ElixirConf 2017, Day Four

This the fifth in a series of posts describing my experience at ElixirConf 2017. Though it’s not required, you can read the prior posts.

Today is day four for me and today is the end of the conference! :sob:

TL;DR? That’s a wrap on ElixirConf 2017. I went to a lot of great talks again today. ElixirConf 2018 comes back to Bellevue.


Jose Valim went over the previous Elixir goals up to the 1.5 release, what the new goals for Elixir are, and how those new goals will affect upcoming features in Elixir 1.6.

Live APIs with GraphQL subscriptions

Ben Wilson and Bruce Williams give an overview of GraphQL and then dove into how to create live APIs with GraphQL subscriptions. Hugely complimentary to the training I was at on Wednesday.

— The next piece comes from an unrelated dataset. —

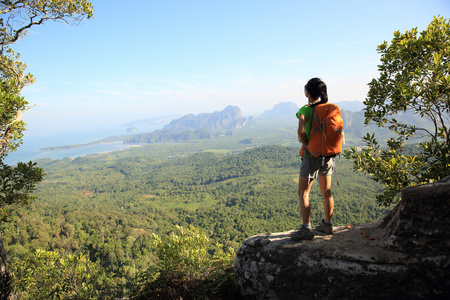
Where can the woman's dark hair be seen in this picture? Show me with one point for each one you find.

Managing Tables with Elixir and OTP

Robert Beene gave a great beginner-friendly walkthrough example of how you can use the power of OTP to do we can all relate to: managing the tables in a restaurant. Robert kept it really low key and gave a great introduction for those folks that aren’t up to speed with all that OTP has to offer.

The Power of Zero

A reminder that we should be automating all the things and some ways to do it without breaking bank. Andrew Forward walked us through several ways to do this with our $5 ideas (i.e. the things we do that we spend $5 a month on with a basic box from DigitalOcean). Lots of great ideas here and a nice reminder that automation doesn’t have to be complex or expensive.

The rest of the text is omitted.